Anche il secondo fioretto fu un silenzio: quello opposto da Mattarella, come se non se ne fosse accorto, al tentativo di Conte di gestire con molto comodo la indesiderata verifica della maggioranza alla fine impostagli da Renzi con una certa vivacità e dal Pd con minore forza. Le riunioni di politici ed esperti erano tanto frequenti quanto inutili, e alla fine neppure più frequenti.

Il terzo fioretto fu la firma apposta senza alcuna doglianza nel vedersi arrivare sulla scrivania il bilancio dello Stato a poche ore di distanza dalla scadenza dei termini per evitare il ricorso all’esercizio provvisorio: legittimo, per carità, come rilevato da costituzionalisti di prima fila, ma dannoso nei mercati finanziari. Dove gli avvoltoi non riposano mai nelle loro speculazioni.
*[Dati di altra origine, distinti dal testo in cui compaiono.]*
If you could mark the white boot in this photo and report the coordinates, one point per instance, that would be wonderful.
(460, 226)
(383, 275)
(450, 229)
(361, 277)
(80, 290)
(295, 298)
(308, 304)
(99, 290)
Il quarto fioretto di Mattarella fu quello, non so francamente se richiesto esplicitamente dal governo, dal Pd o da altri ancora o solo intuito come loro necessità dal presidente della Repubblica, di accreditare una disponibilità del Quirinale a fronteggiare una eventuale crisi troppo accidentata ricorrendo allo scioglimento delle Camere e alle elezioni anticipate. La cosa in effetti ha funzionato per un po’ come deterrente a favore di Conte e di una sua ricerca di senatori “responsabili, europeisti, volenterosi” e quant’altro con cui sostituire i renziani nella maggioranza, specialmente al Senato. Dove gli “italoviventi”, dal nome del partito di Renzi, erano e sono rimasti determinanti anche nella votazione di fiducia cercata da Conte dopo le dimissioni delle due ministre fedelissime dell’ex sindaco di Firenze.

Il quinto fioretto del capo dello Stato è stato proprio quello di permettere a Conte, una volta perdute le due ministre renziane, di non dare le dimissioni e di tentare nell’aula di Palazzo Madama di “asfaltare” -parola attribuita al portavoce Rocco Casalino, per quanto poi smentita- il partito ormai troppo scomodo di Renzi.

Il sesto e ultimo fioretto, almeno nel mio elenco che -ripeto- potrebbe essere incompleto, Mattarella lo ha fatto concedendo alla maggioranza giallorossa, ormai in crisi aperta anche formalmente, i tempi supplementari del mandato esplorativo al presidente della Camera. Che non è riuscito, neppure lui, a contenere i compagni di partito o movimento, cioè i grillini. Costoro infatti, messi al tavolo comune con gli altri per tentare un’intesa programmatica, ci hanno ripensato sulla promessa del reggente Vito Crimi di soprassedere alle questioni “divisive”, riducendole al solo ricorso ai finanziamenti europei per il rafforzamento del servizio sanitario. E hanno poi opposto barricate quando gli altri hanno sollevato i problemi, per esempio, della giustizia e del troppo costoso reddito di cittadinanza. Ma oltre a questo i pentastellati hanno tentato di blindare i loro ministri più esposti, a cominciare dal guardasigilli Alfonso Bonafede, scambiando la formazione di un nuovo governo per un piccolo e indolore rimpasto di quello dimissionario.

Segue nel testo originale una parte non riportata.